Regulation (WCAG, ADA, EAA) is evolving to include all digital interfaces — Smart TVs included. Major platforms like Samsung, LG, and Roku now enforce stricter accessibility reviews, and apps can be rejected or delisted for missing labels, broken focus paths, or degraded performance.

The message is clear: Accessible Smart TV apps are no longer optional.

Teams who treat accessibility as a bolt-on will struggle; those who embed it from day one will be ready for the next wave of requirements.

A Call for an Industry Standard

The TV ecosystem urgently needs a unified accessibility standard. Right now, every platform has its own approach to TTS, focus order, screen reader behaviour, and navigation.

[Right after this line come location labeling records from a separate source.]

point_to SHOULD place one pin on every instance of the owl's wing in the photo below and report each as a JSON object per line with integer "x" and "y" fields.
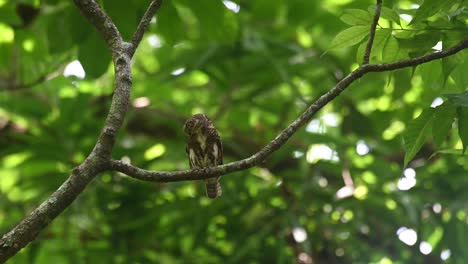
{"x": 187, "y": 152}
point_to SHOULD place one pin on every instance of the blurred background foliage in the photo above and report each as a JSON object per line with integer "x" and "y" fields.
{"x": 337, "y": 192}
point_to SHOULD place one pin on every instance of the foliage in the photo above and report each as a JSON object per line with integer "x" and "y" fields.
{"x": 386, "y": 154}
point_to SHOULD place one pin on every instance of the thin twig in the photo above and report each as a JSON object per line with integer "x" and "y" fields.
{"x": 143, "y": 25}
{"x": 283, "y": 137}
{"x": 98, "y": 160}
{"x": 370, "y": 42}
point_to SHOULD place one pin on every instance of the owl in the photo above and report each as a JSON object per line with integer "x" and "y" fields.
{"x": 204, "y": 149}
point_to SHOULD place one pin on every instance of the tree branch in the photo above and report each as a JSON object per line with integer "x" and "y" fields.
{"x": 283, "y": 137}
{"x": 101, "y": 21}
{"x": 98, "y": 160}
{"x": 370, "y": 42}
{"x": 143, "y": 25}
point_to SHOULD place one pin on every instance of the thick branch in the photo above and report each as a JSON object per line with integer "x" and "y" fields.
{"x": 28, "y": 229}
{"x": 144, "y": 23}
{"x": 98, "y": 160}
{"x": 370, "y": 42}
{"x": 101, "y": 21}
{"x": 282, "y": 138}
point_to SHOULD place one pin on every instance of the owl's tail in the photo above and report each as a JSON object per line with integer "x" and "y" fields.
{"x": 213, "y": 188}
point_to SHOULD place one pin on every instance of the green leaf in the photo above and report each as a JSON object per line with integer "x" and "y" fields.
{"x": 124, "y": 15}
{"x": 349, "y": 37}
{"x": 355, "y": 17}
{"x": 391, "y": 51}
{"x": 389, "y": 14}
{"x": 9, "y": 16}
{"x": 169, "y": 23}
{"x": 94, "y": 56}
{"x": 462, "y": 115}
{"x": 458, "y": 99}
{"x": 443, "y": 119}
{"x": 381, "y": 37}
{"x": 429, "y": 8}
{"x": 57, "y": 28}
{"x": 416, "y": 134}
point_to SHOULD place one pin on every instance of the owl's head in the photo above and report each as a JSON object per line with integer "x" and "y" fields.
{"x": 194, "y": 124}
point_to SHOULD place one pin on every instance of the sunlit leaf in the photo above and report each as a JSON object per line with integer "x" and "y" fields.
{"x": 462, "y": 116}
{"x": 355, "y": 17}
{"x": 416, "y": 134}
{"x": 444, "y": 116}
{"x": 349, "y": 37}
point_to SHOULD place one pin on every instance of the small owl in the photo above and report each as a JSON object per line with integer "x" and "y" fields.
{"x": 204, "y": 149}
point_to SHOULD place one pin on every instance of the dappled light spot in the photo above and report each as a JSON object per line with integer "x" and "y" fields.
{"x": 322, "y": 182}
{"x": 404, "y": 183}
{"x": 155, "y": 151}
{"x": 361, "y": 192}
{"x": 364, "y": 229}
{"x": 299, "y": 234}
{"x": 339, "y": 252}
{"x": 141, "y": 102}
{"x": 425, "y": 248}
{"x": 437, "y": 208}
{"x": 438, "y": 46}
{"x": 390, "y": 204}
{"x": 231, "y": 6}
{"x": 327, "y": 208}
{"x": 126, "y": 159}
{"x": 314, "y": 126}
{"x": 305, "y": 258}
{"x": 298, "y": 154}
{"x": 406, "y": 17}
{"x": 330, "y": 119}
{"x": 408, "y": 181}
{"x": 445, "y": 254}
{"x": 410, "y": 173}
{"x": 178, "y": 71}
{"x": 369, "y": 177}
{"x": 395, "y": 128}
{"x": 347, "y": 216}
{"x": 74, "y": 68}
{"x": 362, "y": 148}
{"x": 28, "y": 45}
{"x": 344, "y": 192}
{"x": 407, "y": 235}
{"x": 319, "y": 152}
{"x": 7, "y": 33}
{"x": 437, "y": 101}
{"x": 154, "y": 41}
{"x": 385, "y": 260}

Developers must relearn accessibility rules for every OS, making the experience inconsistent for users.

A common standard would benefit everyone — from developers to manufacturers to end users.

Based on our work across Tizen, webOS, Roku, Apple TV, Android TV, and Fire TV, we believe Smart TV accessibility needs:

  • A developer-first accessibility framework
  • A unified TTS model across platforms
  • Clear rules around focus behaviour and reading order
  • Better real-device testing tools

Until the industry agrees on shared guidelines, we help clients navigate platform quirks and build reliable, cross-platform accessibility foundations.

Building Accessible, Future-Proof Smart TV Apps

The Smart TV accessibility gap is very real — not because teams don’t care, but because the ecosystem makes accessibility harder than it should be. Regulations are growing stronger, platform audits are tightening, and the cost of getting accessibility wrong is rising.

The good news? These challenges are solvable.

At Econify, we’ve spent years building accessible Smart TV apps across every major platform. We’ve tackled conflicting screen readers, unpredictable performance, and fragmented APIs — and helped clients deliver inclusive, future-ready experiences to millions.

We’ve taken the hits, so you don’t have to.

Accessible Smart TV apps aren’t just the future — they’re already the expectation. And with the right approach, they can deliver better experiences for everyone.